If you find yourself a recent medical graduate on the hunt for physician or nurse practitioner jobs, you will almost certainly have been made aware of the mental and physical strain that working in healthcare exerts. There is no getting around this essential fact. Working in healthcare is tough, it involves long hours, and those hours can be during the night as well as the day. Health Jobs Nationwide (visit website here), a healthcare jobs recruitment service, say that candidates are rarely uninformed about this aspect of the job, but something which does tend to come as a shock is how to communicate – and even comfort – the dying and their families.
The reasons many recruits are so unprepared for this aspect of working in healthcare is that the experience of death is usually pretty alien to young people. Sure, they might have had a dying relative, but comforting someone you know well is quite a different matter from comforting somebody who is a patient.
This is not to say that a cold and professional approach is the way to go. Healthcare workers – especially nurses – do often build up a relationship with dying patients and so communicating with warmth is certainly part of the job.

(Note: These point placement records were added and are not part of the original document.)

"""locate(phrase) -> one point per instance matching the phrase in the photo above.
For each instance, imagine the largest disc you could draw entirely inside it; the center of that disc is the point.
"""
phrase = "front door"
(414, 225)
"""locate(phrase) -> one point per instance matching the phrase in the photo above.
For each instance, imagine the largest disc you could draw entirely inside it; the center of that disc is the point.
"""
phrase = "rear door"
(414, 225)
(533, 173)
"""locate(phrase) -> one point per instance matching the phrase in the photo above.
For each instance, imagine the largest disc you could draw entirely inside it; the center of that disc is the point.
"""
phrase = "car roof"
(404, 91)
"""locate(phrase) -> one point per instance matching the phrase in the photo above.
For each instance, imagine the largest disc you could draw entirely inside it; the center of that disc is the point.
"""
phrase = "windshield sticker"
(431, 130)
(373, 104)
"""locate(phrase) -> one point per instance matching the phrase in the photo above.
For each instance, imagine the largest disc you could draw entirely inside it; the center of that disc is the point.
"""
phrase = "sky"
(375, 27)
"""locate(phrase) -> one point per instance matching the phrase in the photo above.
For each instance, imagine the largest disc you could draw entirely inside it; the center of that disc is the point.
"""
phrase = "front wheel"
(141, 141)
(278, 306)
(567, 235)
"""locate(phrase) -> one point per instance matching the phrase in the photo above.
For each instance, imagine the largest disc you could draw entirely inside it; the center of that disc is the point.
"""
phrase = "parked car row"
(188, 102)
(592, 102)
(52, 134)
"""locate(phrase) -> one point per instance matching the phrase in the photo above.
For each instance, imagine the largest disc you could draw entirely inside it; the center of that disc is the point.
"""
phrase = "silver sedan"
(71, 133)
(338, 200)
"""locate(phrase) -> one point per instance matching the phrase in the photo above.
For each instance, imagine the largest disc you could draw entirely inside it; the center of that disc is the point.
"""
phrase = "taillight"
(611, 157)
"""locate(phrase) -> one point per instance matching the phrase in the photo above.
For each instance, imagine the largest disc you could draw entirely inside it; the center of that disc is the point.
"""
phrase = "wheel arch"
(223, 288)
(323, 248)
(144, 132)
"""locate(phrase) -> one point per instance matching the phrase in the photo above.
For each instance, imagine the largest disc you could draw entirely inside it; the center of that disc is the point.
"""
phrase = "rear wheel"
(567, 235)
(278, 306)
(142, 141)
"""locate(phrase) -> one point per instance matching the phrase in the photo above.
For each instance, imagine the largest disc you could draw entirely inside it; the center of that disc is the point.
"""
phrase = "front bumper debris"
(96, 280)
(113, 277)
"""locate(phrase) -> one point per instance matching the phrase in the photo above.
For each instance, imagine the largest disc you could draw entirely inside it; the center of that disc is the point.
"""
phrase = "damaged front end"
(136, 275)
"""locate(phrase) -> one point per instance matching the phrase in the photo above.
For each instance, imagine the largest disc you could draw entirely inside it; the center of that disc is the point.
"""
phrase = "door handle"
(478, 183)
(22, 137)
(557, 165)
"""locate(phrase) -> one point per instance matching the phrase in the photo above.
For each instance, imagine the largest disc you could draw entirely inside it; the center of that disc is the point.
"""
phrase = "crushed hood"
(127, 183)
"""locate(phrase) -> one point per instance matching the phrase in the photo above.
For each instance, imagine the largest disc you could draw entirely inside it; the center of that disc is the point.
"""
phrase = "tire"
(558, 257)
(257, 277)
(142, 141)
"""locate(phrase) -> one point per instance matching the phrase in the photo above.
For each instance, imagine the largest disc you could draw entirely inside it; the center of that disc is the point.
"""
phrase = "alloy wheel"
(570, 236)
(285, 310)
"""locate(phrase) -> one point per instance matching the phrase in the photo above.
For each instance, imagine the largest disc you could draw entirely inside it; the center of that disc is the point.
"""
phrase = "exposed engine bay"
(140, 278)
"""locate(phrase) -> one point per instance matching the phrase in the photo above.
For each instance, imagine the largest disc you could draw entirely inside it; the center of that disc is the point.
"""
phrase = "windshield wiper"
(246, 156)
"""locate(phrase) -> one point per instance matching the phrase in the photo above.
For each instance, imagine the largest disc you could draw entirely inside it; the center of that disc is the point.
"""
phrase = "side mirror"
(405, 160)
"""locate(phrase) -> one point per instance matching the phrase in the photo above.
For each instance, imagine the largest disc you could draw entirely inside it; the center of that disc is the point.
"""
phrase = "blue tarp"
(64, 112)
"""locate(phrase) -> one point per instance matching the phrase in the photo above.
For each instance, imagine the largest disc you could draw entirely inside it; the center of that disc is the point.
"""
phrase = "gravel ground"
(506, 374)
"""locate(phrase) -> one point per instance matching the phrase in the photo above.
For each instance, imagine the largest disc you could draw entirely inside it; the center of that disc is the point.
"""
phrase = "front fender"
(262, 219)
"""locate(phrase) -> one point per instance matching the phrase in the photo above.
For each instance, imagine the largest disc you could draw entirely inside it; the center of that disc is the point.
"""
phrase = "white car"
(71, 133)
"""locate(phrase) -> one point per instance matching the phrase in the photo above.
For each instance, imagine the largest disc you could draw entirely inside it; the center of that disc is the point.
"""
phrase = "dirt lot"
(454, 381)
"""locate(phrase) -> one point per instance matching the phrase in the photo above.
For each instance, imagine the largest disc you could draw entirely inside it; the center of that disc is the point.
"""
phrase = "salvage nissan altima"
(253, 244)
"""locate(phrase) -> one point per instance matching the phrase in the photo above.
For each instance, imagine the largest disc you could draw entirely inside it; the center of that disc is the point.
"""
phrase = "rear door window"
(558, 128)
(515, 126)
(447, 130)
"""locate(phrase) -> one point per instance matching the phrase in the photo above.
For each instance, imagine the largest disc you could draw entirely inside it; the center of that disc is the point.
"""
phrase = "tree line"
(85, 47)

Faced with the situation of dying patient and a grieving family enduring the loss (or upcoming loss), it is understandable that healthcare professionals can get a bit lost for words. It’s a strange situation, and one that the majority of the population will never face. Nevertheless, it is part of the duties of a healthcare worker. The danger when faced with such situations is to fall into what is known as conversational narcissism.
Simply put, conversational narcissism is the tendency to steer a conversation towards your chosen topic, to do most of the talking and to therefore avoid what you would rather not discuss. This is something that frequently happens when healthcare professionals are comforting the dying or their families. This is understandable. It’s a tough situation be in and the chances of things becoming excessively awkward are emotional is high.

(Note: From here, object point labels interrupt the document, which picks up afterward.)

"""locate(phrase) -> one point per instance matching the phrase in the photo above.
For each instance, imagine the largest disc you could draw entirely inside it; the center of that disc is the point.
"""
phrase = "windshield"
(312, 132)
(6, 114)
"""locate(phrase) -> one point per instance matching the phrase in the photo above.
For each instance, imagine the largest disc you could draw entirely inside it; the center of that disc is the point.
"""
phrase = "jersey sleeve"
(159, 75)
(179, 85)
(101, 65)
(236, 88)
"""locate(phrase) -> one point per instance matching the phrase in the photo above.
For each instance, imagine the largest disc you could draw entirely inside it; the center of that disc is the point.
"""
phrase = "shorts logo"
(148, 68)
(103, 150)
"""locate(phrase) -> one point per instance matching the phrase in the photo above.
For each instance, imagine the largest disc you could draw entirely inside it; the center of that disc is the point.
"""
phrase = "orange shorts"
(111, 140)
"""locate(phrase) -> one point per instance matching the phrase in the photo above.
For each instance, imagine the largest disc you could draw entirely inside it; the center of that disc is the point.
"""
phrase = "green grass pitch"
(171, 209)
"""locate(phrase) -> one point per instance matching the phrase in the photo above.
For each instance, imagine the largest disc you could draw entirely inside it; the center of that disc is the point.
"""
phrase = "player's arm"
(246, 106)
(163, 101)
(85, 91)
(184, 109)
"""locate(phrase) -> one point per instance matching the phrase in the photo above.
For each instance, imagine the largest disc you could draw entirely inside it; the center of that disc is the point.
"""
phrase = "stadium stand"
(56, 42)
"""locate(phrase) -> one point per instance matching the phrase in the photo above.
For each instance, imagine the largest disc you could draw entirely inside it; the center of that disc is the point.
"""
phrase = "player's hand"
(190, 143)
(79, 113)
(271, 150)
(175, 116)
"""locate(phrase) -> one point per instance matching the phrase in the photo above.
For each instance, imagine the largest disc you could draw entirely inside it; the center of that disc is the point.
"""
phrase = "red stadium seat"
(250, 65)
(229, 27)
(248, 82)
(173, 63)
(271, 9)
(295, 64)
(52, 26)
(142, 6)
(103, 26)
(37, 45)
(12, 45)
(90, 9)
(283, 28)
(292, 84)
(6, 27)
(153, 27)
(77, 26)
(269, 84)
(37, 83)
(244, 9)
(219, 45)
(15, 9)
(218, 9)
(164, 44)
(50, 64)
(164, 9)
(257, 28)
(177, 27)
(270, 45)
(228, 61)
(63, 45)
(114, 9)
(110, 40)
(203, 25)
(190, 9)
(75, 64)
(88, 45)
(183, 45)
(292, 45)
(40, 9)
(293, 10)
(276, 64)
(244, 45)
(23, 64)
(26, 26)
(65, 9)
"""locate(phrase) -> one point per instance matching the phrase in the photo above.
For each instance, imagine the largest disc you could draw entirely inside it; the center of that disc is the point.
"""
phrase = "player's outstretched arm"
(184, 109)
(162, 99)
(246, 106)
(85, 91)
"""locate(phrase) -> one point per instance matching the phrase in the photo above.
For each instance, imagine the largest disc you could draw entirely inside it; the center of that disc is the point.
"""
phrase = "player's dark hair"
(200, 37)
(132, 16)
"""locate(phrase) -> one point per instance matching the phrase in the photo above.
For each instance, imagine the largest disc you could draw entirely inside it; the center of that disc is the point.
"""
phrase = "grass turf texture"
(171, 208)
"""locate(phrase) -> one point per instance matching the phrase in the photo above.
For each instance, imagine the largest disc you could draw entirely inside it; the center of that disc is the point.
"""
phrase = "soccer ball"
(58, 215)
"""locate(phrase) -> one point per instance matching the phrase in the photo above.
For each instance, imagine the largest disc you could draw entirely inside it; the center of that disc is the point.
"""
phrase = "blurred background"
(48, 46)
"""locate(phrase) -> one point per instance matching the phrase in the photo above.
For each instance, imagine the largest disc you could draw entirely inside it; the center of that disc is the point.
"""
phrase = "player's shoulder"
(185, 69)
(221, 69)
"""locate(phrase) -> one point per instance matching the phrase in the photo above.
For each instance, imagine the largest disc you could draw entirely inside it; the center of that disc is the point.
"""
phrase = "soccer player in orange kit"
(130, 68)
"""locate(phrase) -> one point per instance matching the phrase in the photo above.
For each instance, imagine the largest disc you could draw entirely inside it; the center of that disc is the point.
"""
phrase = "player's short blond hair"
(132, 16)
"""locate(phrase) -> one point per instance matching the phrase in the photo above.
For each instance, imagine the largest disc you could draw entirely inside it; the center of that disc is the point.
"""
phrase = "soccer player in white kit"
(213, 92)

A good example of conversational narcissism could be following: When consoling a grieving family member, you might say, “I understand, when I lost my mother…”. This is you steering the conversation onto yourself. Certainly, this wasn’t done out of disregard or malice – instead, you probably thought it was a good way to bond – but nevertheless, this was the inappropriate time. Avoiding conversational narcissism means avoiding things like that.

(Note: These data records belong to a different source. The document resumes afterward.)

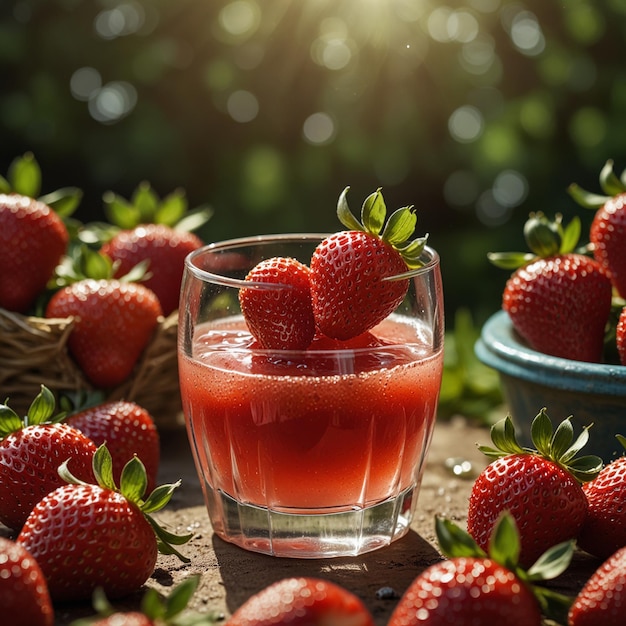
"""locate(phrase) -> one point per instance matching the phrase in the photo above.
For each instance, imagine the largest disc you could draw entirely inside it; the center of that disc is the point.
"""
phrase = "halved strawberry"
(280, 316)
(302, 600)
(352, 272)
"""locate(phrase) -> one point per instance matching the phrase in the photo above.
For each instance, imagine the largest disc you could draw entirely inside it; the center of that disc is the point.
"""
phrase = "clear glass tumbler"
(312, 453)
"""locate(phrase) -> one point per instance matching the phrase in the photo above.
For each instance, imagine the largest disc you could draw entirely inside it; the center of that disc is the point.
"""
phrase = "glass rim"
(432, 258)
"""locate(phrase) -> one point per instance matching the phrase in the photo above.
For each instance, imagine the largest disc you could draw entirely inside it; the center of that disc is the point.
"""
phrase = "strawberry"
(302, 600)
(602, 600)
(558, 301)
(31, 450)
(540, 488)
(607, 234)
(164, 247)
(86, 536)
(476, 587)
(279, 318)
(127, 429)
(33, 239)
(351, 270)
(604, 530)
(620, 336)
(113, 323)
(24, 592)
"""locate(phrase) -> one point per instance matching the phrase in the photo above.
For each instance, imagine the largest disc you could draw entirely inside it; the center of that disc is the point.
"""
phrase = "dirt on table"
(230, 575)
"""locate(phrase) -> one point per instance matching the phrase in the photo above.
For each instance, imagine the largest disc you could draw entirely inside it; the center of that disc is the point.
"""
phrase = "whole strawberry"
(279, 318)
(604, 529)
(164, 247)
(352, 272)
(476, 587)
(113, 323)
(302, 600)
(540, 488)
(127, 429)
(31, 450)
(24, 596)
(86, 536)
(602, 600)
(558, 301)
(33, 239)
(607, 234)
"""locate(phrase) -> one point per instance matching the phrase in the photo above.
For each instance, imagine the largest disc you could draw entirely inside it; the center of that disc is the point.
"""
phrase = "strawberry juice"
(310, 453)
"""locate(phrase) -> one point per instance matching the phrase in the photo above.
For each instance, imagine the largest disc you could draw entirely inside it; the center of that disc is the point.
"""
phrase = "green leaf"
(120, 212)
(454, 541)
(103, 468)
(10, 421)
(504, 543)
(24, 175)
(552, 563)
(145, 201)
(541, 432)
(373, 213)
(609, 182)
(41, 408)
(64, 201)
(400, 226)
(344, 214)
(171, 209)
(133, 481)
(159, 497)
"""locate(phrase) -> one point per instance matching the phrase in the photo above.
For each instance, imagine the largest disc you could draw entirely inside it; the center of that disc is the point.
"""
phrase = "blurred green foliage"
(475, 111)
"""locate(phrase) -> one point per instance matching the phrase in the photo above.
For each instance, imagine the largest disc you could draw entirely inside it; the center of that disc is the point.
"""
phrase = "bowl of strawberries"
(560, 339)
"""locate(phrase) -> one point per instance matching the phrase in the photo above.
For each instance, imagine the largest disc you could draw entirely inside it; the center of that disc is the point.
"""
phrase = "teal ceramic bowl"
(592, 393)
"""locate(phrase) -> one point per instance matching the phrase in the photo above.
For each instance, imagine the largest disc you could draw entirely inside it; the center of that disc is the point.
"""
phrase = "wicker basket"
(33, 351)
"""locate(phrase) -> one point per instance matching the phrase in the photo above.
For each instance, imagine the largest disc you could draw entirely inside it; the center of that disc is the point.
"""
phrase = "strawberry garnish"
(357, 276)
(33, 238)
(86, 536)
(604, 530)
(113, 323)
(279, 317)
(540, 488)
(302, 601)
(602, 600)
(474, 586)
(127, 429)
(31, 449)
(24, 595)
(558, 300)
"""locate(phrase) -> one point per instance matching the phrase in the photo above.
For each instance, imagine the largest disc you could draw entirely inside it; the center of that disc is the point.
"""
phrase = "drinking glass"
(306, 453)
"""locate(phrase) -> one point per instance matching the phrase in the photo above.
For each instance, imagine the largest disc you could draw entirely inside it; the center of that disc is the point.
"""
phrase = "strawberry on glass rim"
(358, 276)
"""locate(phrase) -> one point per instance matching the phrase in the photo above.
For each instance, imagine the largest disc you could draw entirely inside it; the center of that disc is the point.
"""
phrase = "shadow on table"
(245, 573)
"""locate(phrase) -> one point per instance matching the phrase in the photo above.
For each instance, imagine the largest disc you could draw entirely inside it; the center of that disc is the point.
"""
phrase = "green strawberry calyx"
(41, 411)
(545, 238)
(166, 611)
(133, 484)
(396, 231)
(557, 445)
(611, 184)
(504, 549)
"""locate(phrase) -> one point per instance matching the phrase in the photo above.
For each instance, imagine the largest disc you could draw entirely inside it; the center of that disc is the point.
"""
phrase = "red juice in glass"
(317, 452)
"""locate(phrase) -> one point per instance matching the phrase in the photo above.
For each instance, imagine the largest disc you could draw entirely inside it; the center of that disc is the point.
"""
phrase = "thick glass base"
(307, 535)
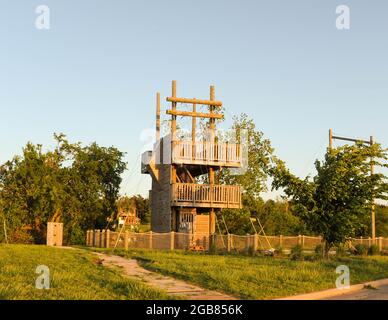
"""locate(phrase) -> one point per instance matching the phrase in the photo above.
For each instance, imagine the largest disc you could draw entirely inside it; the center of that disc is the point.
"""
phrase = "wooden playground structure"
(179, 203)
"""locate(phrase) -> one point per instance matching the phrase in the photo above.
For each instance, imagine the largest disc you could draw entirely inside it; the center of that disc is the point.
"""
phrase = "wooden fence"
(230, 242)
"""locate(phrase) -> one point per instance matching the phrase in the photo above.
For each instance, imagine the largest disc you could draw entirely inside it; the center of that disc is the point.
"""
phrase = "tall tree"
(72, 184)
(337, 202)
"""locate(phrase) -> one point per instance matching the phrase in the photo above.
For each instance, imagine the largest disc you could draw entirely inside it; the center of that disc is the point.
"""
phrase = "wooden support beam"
(194, 114)
(157, 116)
(188, 100)
(350, 139)
(372, 171)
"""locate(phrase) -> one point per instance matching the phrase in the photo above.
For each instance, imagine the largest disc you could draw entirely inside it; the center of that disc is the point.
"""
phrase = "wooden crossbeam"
(352, 140)
(194, 114)
(188, 100)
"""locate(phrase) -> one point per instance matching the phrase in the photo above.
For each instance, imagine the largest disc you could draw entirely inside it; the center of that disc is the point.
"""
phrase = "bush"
(297, 253)
(279, 251)
(251, 251)
(361, 250)
(319, 250)
(213, 249)
(374, 250)
(340, 250)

How to Speak to Those in Grief
The method you should follow when talking to those in grief involves two important things to keep in mind. First, you need to get comfortable with silence and be able to simply listen. This is not easy. A grieving person coming to terms with a very recent loss often sounds like they are having some sort of schizophrenic argument with themselves! They are processing, however, and you need to let them do it.
The second part is, naturally enough, saying something yourself. But what should you say? Have you known them well? Do they share a religion or belief system with you? This should give you an idea of what is appropriate to say. Universal words of consolation – for example, “I’m so sorry for your loss/what you’re going through” – are certainly useful and a good place to start, but you’ll need to make sure it doesn’t sound mechanical.
Inevitably, this is a tricky business. But by avoiding talking about yourself and being sure to listen in silence for a period, you can at least afford them the respect and comfort that they are due.